Windows DHCP Clients Randomly Revert To Old DNS Servers

dhcpdomain-name-systemwindows

In this one network I have, I am moving from a linux infrastructure to a Windows infrastructure. This has been a staged process.

Originally there was no Windows infrastructure. DNS, NIS, and DHCP all came from a pair of Linux servers.

When the Windows servers arrived, we configured an AD zone.

We then moved the DHCP server from Linux to the AD servers.

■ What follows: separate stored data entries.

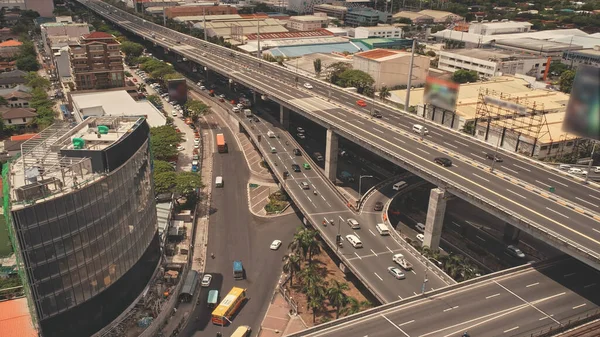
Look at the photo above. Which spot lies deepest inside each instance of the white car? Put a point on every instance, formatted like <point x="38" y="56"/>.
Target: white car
<point x="206" y="280"/>
<point x="275" y="245"/>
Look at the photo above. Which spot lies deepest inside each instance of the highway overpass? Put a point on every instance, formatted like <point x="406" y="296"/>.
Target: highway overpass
<point x="516" y="191"/>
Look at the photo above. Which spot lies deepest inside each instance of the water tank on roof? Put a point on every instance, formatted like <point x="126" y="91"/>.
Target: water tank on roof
<point x="78" y="143"/>
<point x="102" y="129"/>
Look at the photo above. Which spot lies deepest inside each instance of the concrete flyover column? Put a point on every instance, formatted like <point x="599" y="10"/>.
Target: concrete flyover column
<point x="284" y="117"/>
<point x="435" y="218"/>
<point x="331" y="151"/>
<point x="511" y="233"/>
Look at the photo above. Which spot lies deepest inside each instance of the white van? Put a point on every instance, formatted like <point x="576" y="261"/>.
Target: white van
<point x="354" y="241"/>
<point x="420" y="129"/>
<point x="353" y="223"/>
<point x="399" y="185"/>
<point x="382" y="229"/>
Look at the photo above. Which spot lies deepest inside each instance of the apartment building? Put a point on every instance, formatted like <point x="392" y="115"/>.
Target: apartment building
<point x="96" y="62"/>
<point x="493" y="62"/>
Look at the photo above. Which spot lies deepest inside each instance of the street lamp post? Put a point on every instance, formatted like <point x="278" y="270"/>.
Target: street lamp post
<point x="360" y="185"/>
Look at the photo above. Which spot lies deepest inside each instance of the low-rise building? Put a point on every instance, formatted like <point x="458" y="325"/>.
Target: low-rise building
<point x="113" y="103"/>
<point x="366" y="17"/>
<point x="380" y="31"/>
<point x="495" y="28"/>
<point x="12" y="78"/>
<point x="390" y="67"/>
<point x="10" y="48"/>
<point x="17" y="116"/>
<point x="307" y="23"/>
<point x="492" y="62"/>
<point x="338" y="12"/>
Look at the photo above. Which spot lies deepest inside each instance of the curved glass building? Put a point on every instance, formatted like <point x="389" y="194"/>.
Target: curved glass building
<point x="84" y="222"/>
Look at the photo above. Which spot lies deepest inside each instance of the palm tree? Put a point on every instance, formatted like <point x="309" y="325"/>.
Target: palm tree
<point x="291" y="265"/>
<point x="337" y="297"/>
<point x="384" y="93"/>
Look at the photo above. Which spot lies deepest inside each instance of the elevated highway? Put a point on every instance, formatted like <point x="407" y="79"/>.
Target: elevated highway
<point x="516" y="191"/>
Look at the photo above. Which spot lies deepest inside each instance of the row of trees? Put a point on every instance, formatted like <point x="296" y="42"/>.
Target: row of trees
<point x="299" y="264"/>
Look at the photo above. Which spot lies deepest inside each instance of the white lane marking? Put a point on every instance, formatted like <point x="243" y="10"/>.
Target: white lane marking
<point x="587" y="202"/>
<point x="515" y="193"/>
<point x="550" y="209"/>
<point x="480" y="177"/>
<point x="558" y="182"/>
<point x="454" y="146"/>
<point x="411" y="321"/>
<point x="395" y="326"/>
<point x="522" y="168"/>
<point x="528" y="303"/>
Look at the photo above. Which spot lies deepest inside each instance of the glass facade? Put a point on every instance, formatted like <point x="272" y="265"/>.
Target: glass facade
<point x="80" y="247"/>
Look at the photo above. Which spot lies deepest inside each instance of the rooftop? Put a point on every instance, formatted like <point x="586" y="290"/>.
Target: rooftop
<point x="16" y="320"/>
<point x="117" y="103"/>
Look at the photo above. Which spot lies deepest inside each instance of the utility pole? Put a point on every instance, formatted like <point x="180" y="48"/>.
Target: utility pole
<point x="409" y="81"/>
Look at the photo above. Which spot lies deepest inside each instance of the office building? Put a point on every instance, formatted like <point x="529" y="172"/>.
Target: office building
<point x="381" y="31"/>
<point x="493" y="62"/>
<point x="307" y="23"/>
<point x="390" y="67"/>
<point x="96" y="62"/>
<point x="83" y="216"/>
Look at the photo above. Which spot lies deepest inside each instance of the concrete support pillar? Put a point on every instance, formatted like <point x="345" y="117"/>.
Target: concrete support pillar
<point x="511" y="233"/>
<point x="435" y="218"/>
<point x="331" y="151"/>
<point x="284" y="117"/>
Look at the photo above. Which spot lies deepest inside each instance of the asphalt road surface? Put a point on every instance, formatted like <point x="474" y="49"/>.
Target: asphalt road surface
<point x="514" y="305"/>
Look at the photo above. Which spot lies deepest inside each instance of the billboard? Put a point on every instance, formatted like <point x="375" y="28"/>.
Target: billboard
<point x="177" y="90"/>
<point x="441" y="93"/>
<point x="583" y="110"/>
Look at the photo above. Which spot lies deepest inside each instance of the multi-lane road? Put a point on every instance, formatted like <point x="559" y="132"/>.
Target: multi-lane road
<point x="567" y="218"/>
<point x="517" y="304"/>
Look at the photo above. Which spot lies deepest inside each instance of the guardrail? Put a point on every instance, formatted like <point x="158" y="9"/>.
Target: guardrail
<point x="466" y="194"/>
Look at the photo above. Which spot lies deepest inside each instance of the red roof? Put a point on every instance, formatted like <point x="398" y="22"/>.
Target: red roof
<point x="16" y="320"/>
<point x="25" y="136"/>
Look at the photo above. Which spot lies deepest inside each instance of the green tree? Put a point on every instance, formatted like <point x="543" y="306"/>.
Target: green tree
<point x="465" y="76"/>
<point x="565" y="82"/>
<point x="164" y="182"/>
<point x="291" y="265"/>
<point x="28" y="63"/>
<point x="337" y="297"/>
<point x="318" y="67"/>
<point x="187" y="183"/>
<point x="195" y="109"/>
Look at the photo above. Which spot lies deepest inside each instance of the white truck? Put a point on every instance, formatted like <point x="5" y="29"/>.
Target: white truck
<point x="399" y="259"/>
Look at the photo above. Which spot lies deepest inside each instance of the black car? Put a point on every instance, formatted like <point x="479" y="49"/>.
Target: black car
<point x="443" y="161"/>
<point x="493" y="157"/>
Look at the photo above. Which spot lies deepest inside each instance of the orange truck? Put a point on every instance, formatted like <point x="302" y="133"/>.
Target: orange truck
<point x="221" y="143"/>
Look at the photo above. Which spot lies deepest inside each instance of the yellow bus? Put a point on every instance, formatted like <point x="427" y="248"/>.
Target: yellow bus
<point x="228" y="306"/>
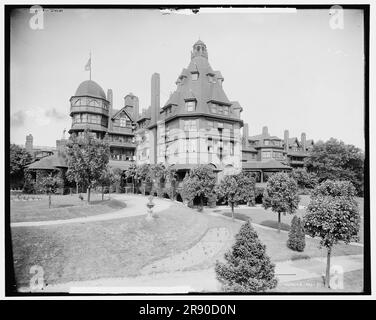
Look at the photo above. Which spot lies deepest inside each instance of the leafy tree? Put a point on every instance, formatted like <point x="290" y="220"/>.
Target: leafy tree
<point x="200" y="182"/>
<point x="19" y="158"/>
<point x="296" y="240"/>
<point x="333" y="216"/>
<point x="131" y="172"/>
<point x="107" y="178"/>
<point x="247" y="267"/>
<point x="157" y="175"/>
<point x="87" y="159"/>
<point x="29" y="183"/>
<point x="335" y="160"/>
<point x="246" y="184"/>
<point x="48" y="184"/>
<point x="229" y="191"/>
<point x="171" y="180"/>
<point x="304" y="179"/>
<point x="118" y="175"/>
<point x="281" y="195"/>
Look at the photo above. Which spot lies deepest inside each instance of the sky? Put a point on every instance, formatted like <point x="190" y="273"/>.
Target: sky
<point x="287" y="70"/>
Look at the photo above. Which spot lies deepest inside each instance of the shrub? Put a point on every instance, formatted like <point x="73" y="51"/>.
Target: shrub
<point x="296" y="240"/>
<point x="212" y="200"/>
<point x="247" y="267"/>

At this point, the DHCP scope was set so that the DNS names and servers were still those on the Linux server.

Once the zone was complete, we changed the DHCP scope to use the AD names and servers instead.

Finally, we tried to decommission the linux servers.

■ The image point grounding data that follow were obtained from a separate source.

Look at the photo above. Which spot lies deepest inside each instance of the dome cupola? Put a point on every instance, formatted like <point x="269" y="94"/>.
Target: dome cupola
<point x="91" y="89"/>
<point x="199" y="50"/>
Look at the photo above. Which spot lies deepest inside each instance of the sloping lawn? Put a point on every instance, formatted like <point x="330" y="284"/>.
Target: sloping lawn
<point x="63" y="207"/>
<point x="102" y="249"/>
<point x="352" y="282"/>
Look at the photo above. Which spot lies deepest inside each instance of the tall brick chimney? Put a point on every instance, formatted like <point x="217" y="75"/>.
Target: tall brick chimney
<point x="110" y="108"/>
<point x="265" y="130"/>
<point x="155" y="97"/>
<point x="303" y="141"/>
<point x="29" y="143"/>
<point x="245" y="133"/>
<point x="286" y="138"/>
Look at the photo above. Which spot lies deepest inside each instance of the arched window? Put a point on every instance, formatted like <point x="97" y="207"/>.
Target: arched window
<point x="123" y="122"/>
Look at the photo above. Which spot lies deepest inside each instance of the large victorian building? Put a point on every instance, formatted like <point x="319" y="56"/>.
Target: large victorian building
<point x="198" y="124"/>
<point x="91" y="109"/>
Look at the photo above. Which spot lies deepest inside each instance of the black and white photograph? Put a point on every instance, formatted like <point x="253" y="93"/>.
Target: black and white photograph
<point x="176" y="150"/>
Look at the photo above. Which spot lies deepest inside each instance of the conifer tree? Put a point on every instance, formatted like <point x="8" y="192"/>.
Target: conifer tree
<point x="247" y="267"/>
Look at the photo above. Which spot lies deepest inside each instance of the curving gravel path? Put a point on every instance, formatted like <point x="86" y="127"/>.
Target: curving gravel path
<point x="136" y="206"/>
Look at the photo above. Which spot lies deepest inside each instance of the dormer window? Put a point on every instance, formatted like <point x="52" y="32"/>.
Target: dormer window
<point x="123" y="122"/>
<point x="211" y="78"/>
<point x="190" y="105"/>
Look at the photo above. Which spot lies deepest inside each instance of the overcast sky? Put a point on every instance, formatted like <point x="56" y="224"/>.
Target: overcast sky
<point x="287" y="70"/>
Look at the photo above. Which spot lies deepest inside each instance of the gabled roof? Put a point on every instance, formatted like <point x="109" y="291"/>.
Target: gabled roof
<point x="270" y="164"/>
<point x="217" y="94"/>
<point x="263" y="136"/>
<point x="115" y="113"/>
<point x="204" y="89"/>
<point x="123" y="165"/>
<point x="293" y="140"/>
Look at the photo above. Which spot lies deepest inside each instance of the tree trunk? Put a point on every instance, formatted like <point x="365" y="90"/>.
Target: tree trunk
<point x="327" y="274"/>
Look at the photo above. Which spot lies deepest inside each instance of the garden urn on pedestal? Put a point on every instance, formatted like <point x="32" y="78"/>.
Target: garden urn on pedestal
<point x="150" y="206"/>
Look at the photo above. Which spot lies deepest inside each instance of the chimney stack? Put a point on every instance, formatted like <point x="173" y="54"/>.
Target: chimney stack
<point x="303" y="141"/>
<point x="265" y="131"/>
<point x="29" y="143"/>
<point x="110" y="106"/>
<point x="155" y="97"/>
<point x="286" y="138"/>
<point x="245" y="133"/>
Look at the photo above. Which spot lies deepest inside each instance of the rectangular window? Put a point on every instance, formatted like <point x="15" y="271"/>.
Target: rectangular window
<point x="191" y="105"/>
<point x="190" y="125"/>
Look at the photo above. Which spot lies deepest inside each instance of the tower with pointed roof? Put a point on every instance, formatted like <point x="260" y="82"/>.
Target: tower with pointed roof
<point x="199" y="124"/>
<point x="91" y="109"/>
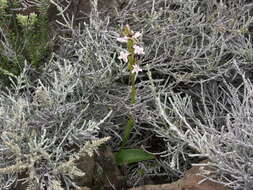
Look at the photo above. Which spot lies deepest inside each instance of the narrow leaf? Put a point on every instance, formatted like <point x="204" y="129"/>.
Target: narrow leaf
<point x="128" y="156"/>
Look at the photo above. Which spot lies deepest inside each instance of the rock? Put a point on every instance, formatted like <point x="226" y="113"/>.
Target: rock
<point x="188" y="182"/>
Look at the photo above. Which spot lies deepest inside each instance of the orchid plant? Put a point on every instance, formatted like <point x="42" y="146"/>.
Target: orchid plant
<point x="130" y="56"/>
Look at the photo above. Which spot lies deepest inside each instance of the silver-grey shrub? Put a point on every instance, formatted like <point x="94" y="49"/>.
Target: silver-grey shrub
<point x="43" y="129"/>
<point x="218" y="126"/>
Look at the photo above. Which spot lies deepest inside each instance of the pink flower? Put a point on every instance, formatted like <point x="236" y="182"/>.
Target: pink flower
<point x="136" y="69"/>
<point x="138" y="50"/>
<point x="137" y="35"/>
<point x="123" y="55"/>
<point x="123" y="39"/>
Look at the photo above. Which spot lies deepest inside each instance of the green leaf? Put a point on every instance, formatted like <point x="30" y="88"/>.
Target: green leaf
<point x="128" y="156"/>
<point x="127" y="131"/>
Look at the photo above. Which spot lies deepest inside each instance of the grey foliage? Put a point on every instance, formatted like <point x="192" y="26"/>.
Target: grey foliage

However, some Windows clients are reverting to using the old DNS servers.

You can do an ipconfig /all and look at the network interface — it will show you the AD server as the DHCP server, and the two Linux nodes as the DNS servers.

The thing is that they do this randomly — some of them stick to the new servers, and some of them seem to flip back and forth between the new servers and the old servers.

Obviously I can't decommission the linux servers as it will strand several workstations.

I've dumped the scope and searched it for the IP addresses of the old DNS servers — they are not there. I have tried deleting and recreating the DHCP scope, deleting and re-installing the DHCP service, and deleting everything and cleaning out the DHCP registry mess before reinstalling and recreating everything.

Clients are still reverting.

The scope in question has all-reservations in it, there is no dynamic pool. So recreating the scope isn't terribly painful (I have the netsh commands to recreate the scope and reservations tucked away).

Does anyone have any idea what I'm missing here.

Best Answer

A few different options:

Option 1

In your DNS settings, expand the tree under the server name. Then, expand the tree under 'Forward Lookup Zones'. Right click on your domain and go to Properties.

Go to the 'Name Servers' tab - is the server listed there? If not, make sure you add it.

Option 2

Open the DHCP Server MMC. Expand the tree under 'IPv4'. Right-click on Server Options, and choose 'Configure Options'. Scroll down to the '006 DNS Servers' option, and manually assign the DNS Servers for clients on your network.

After trying both of these steps, do a release/renew on the clients or wait for their leases to expire and renew. Provided they are all running Windows this should assign the settings to all clients as a default.